Why is the mindset important?

Going back a few years, I was actively interviewing candidates for Java Developer positions. After the initial round we dropped only the ones who couldn't talk at all. I realize that everyone can have a bad day, but those people were actually unable to communicate.

In the second round, they had to solve a problem in front of the computer, without any time limit or restrictions. They were free to ask questions, search on the web. The task was not a hard one: it involved writing a servlet and a JSP. Basically the candidate passed, if he was able to Google "servlet jsp tutorial". The results were astounding:

  • majority of the candidates have given up after 5 minutes;
  • most of the rest were unable to find the solution on the web;
  • some of the rest were able to solve it.

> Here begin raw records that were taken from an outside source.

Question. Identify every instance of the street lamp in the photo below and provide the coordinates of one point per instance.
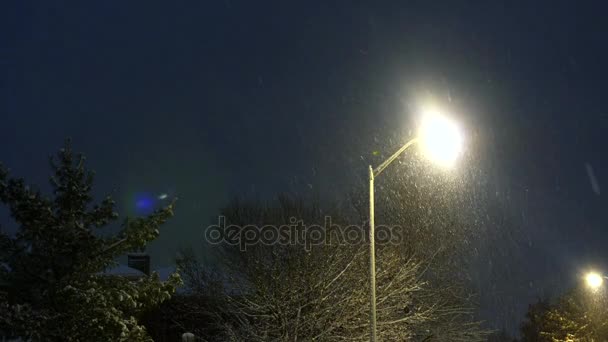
(594, 280)
(441, 141)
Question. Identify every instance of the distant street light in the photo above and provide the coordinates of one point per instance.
(594, 280)
(441, 142)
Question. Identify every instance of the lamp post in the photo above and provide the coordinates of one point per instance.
(442, 142)
(594, 280)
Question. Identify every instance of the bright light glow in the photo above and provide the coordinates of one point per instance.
(440, 138)
(594, 280)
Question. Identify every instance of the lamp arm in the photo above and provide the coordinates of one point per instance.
(387, 162)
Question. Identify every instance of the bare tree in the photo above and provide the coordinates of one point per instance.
(299, 291)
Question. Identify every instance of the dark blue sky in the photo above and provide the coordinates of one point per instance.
(210, 99)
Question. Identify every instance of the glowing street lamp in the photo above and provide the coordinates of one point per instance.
(594, 280)
(441, 142)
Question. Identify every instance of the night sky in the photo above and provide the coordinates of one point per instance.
(206, 100)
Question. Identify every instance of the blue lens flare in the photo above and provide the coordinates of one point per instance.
(145, 203)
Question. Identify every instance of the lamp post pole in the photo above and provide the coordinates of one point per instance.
(373, 173)
(372, 258)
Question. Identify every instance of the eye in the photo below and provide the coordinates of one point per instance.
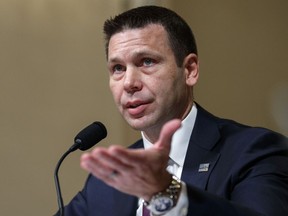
(118, 69)
(148, 62)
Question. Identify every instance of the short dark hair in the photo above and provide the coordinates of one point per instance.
(180, 35)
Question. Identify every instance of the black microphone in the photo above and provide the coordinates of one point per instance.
(84, 140)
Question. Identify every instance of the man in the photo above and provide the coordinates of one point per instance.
(211, 166)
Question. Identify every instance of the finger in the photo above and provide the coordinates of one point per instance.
(166, 134)
(101, 163)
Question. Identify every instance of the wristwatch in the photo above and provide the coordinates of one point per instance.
(165, 200)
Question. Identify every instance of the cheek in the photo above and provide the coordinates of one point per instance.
(116, 92)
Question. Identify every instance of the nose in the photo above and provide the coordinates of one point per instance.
(132, 80)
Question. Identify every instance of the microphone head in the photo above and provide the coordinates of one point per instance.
(90, 135)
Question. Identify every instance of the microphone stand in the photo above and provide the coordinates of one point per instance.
(74, 147)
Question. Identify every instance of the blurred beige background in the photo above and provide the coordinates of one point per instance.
(53, 82)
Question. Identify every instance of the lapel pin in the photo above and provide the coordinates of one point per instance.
(203, 167)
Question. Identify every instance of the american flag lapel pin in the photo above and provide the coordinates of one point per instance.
(203, 167)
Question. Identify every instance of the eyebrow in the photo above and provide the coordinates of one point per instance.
(135, 54)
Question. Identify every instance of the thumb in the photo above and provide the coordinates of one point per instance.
(167, 131)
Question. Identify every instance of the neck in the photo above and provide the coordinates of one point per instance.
(152, 134)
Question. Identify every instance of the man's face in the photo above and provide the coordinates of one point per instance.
(148, 87)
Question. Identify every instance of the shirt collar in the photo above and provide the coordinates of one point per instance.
(180, 139)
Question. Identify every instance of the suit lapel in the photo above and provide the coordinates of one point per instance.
(200, 159)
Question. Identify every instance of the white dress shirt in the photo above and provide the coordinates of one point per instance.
(175, 165)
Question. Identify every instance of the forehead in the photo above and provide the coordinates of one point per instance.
(152, 36)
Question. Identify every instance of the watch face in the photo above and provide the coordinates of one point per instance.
(163, 204)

The demography of the results were also very surprising to me:

  • fresh graduates who worked on thesis related to the field were unable to solve it;
  • people with years of experience were unable to solve it;
  • usually random people without proven experience or degree could solve it.

Going back to the mindset

The fizzbuzz example is a similar problem; people with degrees or experience can't solve a problem that involves simple concepts.

And I think it is not the degree or experience that corrupts people, it is the mindset of the people involved (being affected by the other people at the company or university/college).

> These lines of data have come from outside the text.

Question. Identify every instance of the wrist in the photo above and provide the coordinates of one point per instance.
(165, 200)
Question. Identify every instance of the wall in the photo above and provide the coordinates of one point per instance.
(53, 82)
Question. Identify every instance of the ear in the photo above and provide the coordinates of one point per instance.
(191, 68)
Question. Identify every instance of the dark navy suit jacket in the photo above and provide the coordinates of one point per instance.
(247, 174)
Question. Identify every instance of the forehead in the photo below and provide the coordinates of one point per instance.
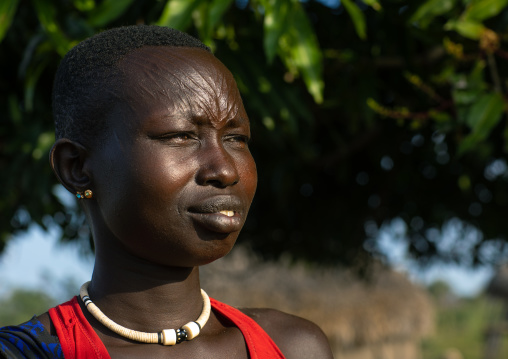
(180, 81)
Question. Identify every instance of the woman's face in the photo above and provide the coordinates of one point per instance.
(175, 179)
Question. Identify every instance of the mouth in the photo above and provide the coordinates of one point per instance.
(222, 214)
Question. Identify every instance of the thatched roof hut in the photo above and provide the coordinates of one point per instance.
(383, 318)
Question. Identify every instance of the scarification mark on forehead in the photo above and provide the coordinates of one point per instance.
(189, 79)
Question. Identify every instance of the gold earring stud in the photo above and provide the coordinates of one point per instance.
(88, 194)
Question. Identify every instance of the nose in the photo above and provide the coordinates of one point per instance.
(217, 168)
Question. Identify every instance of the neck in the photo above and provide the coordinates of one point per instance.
(145, 296)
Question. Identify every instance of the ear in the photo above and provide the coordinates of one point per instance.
(67, 158)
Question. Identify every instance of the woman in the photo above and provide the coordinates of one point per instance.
(152, 137)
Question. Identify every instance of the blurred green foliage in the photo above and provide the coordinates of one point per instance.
(362, 112)
(462, 326)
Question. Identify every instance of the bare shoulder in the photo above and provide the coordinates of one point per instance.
(296, 337)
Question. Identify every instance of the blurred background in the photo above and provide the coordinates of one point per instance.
(380, 134)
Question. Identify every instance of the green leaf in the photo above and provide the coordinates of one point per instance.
(275, 22)
(373, 4)
(211, 13)
(483, 116)
(107, 11)
(358, 18)
(429, 10)
(483, 9)
(178, 13)
(46, 12)
(84, 5)
(470, 29)
(7, 11)
(304, 52)
(31, 79)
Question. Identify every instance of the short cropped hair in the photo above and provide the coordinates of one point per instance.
(85, 82)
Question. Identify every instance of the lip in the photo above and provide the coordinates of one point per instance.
(206, 214)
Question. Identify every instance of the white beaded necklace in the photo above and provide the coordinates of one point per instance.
(166, 337)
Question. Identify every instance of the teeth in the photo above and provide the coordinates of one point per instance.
(228, 213)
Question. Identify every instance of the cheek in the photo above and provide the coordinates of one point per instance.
(250, 176)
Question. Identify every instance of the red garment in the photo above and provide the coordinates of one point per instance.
(79, 340)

I have seen people get high and proud doing their thing at a company, and it is fine to a degree. The danger rears its head when these people want to move on and realize that there is a whole different world out there, with acronyms they never heard before. And even for a J2EE developer, it is very unlikely to find a job that requires to do the same thing as before.

Therefore it is necessary have a mindset that embraces new things, is open, receptive and pragmatic. This is sometimes visible in job posts like this Atlassian one.

Going back

I come back to my first statement: I feel that some companies I interview with in Hungary are not actually interested in my mindset, they are interested at static evidence that may or may not mean what they think. I feel that it won't make that much difference to a team if I am the best EJB guru ever born (I am not). I feel that it is more helpful to have someone who can see the concepts and intents of a system. If that is given, I don't feel that it matters what technology we are talking about, since technology can be learned (fast).

I am not saying that companies should not require proven experience from candidates in areas they will work with; I am saying that the focus should not be exclusively in that area.

I feel that these companies would be much more productive if they would hire people who are open to new things. Rands called them volatiles.

I feel like I have to emphasize that I don't think people with proven static experiences can't be volatile or pragmatic. I just think that the recruitment process should assess those qualities as well.